"Cette tragédie, ce génocide a marqué malheureusement le début de la triste série des catastrophes immenses du siècle dernier", s'est exclamé le pape, qui s'adressait au premier jour de sa visite en Arménie au président Serge Sarkissian, à la classe politique et au corps diplomatique.
Le mot ne figurait pas dans son texte distribué à l'avance. Il l'avait prononcé une première fois au Vatican en avril 2015, déclenchant alors la colère d'Ankara.
"Il est tellement triste que dans celui-là et les deux autres (la Shoah et les massacres du stalinisme, qu'il avait cités en 2015), les grandes puissances regardaient ailleurs", a encore dénoncé le pontife.
"Ces effroyables catastrophes du siècle dernier ont été rendues possibles par d’aberrantes motivations raciales, idéologiques ou religieuses, qui ont enténébré l’esprit des bourreaux au point qu’ils se sont fixés le dessein d’anéantir des peuples entiers", a-t-il poursuivi.
Le chef de l'Eglise apostolique arménienne, le Catholikos Karekine II, en le recevant dans sa cathédrale d'Etchmiadzin près d'Erevan, puis le président, avaient tous deux évoqué devant lui le "Grand mal" de 1916/17 comme un "génocide".
Le Vatican avait évité de prononcer le mot "génocide" depuis que le pape l'avait utilisé dans la basilique Saint-Pierre en avril 2015.
La Turquie récuse ce terme pour les massacres de 1915/16 qui auraient fait 1,5 million de victimes sous l'Empire ottoman et affirme que les victimes, dans le cadre d'une guerre civile, ont été moins nombreuses et étaient aussi bien turques qu'arméniennes.
Le pape a "rendu honneur au peuple arménien, qui, même dans les moments les plus tragiques de son histoire, a toujours trouvé dans la Croix et dans la Résurrection du Christ la force de se relever et de reprendre le chemin avec dignité".
Jorge Bergoglio a souligné que ces dangers restent actuels : "ayant devant nos yeux les résultats néfastes auxquels ont conduit, au siècle dernier, la haine, le préjugé et le désir effréné de domination, je souhaite vivement que l’humanité sache tirer de ces tragiques expériences la leçon d’agir avec responsabilité et sagesse pour prévenir les dangers de retomber dans de telles horreurs".
- Martyrs d'hier et d'aujourd'hui -
"Les chrétiens en particulier, comme et peut-être plus qu’au temps des premiers martyrs, sont discriminés à certains endroits et persécutés pour le seul fait de professer leur foi", a-t-il une nouvelle fois dénoncé, faisant allusion notamment au Moyen-Orient.
Dans un pays où moins de 10% des habitants sont catholiques romains et les autres de rite oriental, le pape est perçu comme le meilleur avocat face à Ankara.
Depuis le pape Benoît XV, qui avait écrit trois fois au Sultan pendant la Première guerre mondiale pour faire stopper les massacres, le Saint-Siège a toujours été attentif au drame des Arméniens.

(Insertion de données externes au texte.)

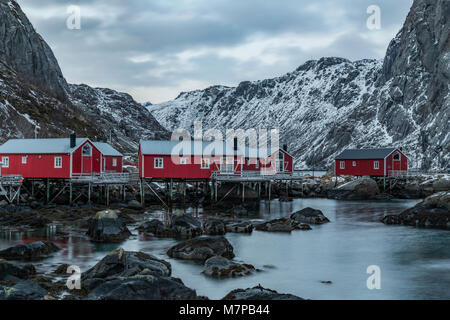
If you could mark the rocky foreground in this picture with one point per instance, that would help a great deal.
(433, 212)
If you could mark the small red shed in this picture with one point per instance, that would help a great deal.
(199, 159)
(370, 162)
(58, 158)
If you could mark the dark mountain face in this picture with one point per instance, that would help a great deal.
(331, 104)
(34, 94)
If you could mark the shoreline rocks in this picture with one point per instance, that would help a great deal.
(107, 226)
(202, 248)
(282, 225)
(310, 215)
(359, 189)
(30, 252)
(433, 212)
(259, 293)
(220, 267)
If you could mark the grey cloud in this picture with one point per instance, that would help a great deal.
(117, 30)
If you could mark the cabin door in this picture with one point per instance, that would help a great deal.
(86, 159)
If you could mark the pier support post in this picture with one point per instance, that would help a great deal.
(48, 191)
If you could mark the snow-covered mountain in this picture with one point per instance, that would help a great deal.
(35, 95)
(331, 104)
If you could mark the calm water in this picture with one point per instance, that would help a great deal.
(415, 263)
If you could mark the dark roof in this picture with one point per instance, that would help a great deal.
(356, 154)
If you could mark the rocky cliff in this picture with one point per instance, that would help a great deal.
(35, 97)
(331, 104)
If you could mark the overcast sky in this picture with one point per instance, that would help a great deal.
(155, 49)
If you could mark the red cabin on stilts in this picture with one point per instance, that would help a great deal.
(371, 162)
(58, 158)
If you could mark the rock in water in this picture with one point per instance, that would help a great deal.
(220, 267)
(240, 227)
(29, 252)
(214, 227)
(259, 293)
(146, 287)
(22, 290)
(186, 226)
(124, 275)
(310, 215)
(282, 225)
(433, 212)
(202, 248)
(121, 263)
(359, 189)
(157, 228)
(8, 269)
(107, 226)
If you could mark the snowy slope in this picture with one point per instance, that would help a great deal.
(331, 104)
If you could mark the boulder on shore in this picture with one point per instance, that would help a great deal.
(30, 252)
(186, 226)
(125, 275)
(310, 215)
(220, 267)
(433, 212)
(259, 293)
(359, 189)
(214, 227)
(282, 225)
(240, 227)
(202, 248)
(18, 289)
(10, 270)
(157, 228)
(107, 226)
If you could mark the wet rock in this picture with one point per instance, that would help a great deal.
(9, 269)
(30, 252)
(240, 227)
(157, 228)
(281, 225)
(220, 267)
(134, 204)
(202, 248)
(107, 226)
(121, 263)
(259, 293)
(359, 189)
(310, 215)
(144, 287)
(214, 227)
(62, 269)
(186, 226)
(433, 212)
(17, 289)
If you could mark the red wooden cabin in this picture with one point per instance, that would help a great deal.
(200, 159)
(58, 158)
(370, 162)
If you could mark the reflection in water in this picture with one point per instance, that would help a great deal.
(415, 263)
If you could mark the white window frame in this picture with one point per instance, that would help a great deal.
(376, 165)
(90, 150)
(205, 161)
(158, 163)
(58, 162)
(5, 162)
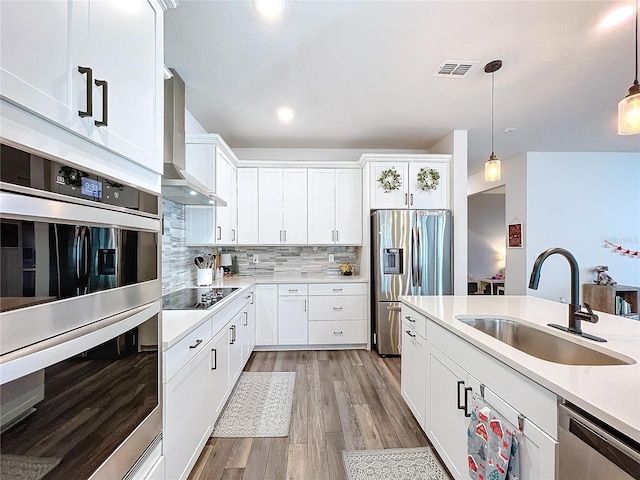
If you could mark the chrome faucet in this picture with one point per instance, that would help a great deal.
(576, 315)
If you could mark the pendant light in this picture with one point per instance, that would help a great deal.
(492, 167)
(629, 107)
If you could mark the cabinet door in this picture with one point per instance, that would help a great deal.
(126, 52)
(249, 327)
(413, 381)
(321, 216)
(247, 206)
(200, 162)
(37, 69)
(270, 206)
(292, 320)
(446, 422)
(266, 314)
(437, 198)
(200, 225)
(187, 401)
(220, 385)
(348, 206)
(393, 199)
(294, 212)
(226, 188)
(235, 347)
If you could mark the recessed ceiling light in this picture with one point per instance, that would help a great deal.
(269, 8)
(616, 17)
(285, 114)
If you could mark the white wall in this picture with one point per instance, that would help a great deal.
(574, 201)
(486, 234)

Jean Paul II avait signé avec Karékine II en 2001 une déclaration condamnant le "génocide".
Samedi, le pape François se rendra au mémorial de Tsitsernakaberd, consacré à cette tragédie.
Selon l'Institut national arménien, 27 Etats ont déjà reconnu le génocide, notamment l'Allemagne, la France, la Russie, les Etats-Unis et le Vatican.
Le pape veut profiter de sa visite sur cette terre de martyrs pour mettre l’accent sur les persécutions et les réfugiés d'aujourd'hui. Il encouragera la vitalité de la foi chrétienne dans cet Etat reconstitué il y a seulement 25 ans, où les fidèles ont été persécutés "durant les années sans Dieu de l'époque soviétique", comme l'a rappelé le Catholikos Karékine.
Dans l'avion qui l'emmenait dans ce quatorzième voyage à l'étranger, François a aussi réagi au Brexit : il a appelé à la "responsabilité" de tous les Européens pour "garantir le vivre ensemble", après que "la volonté du peuple" se fut exprimé dans le vote historique britannique en faveur d'un retrait du Royaume-Uni de l'Union européenne.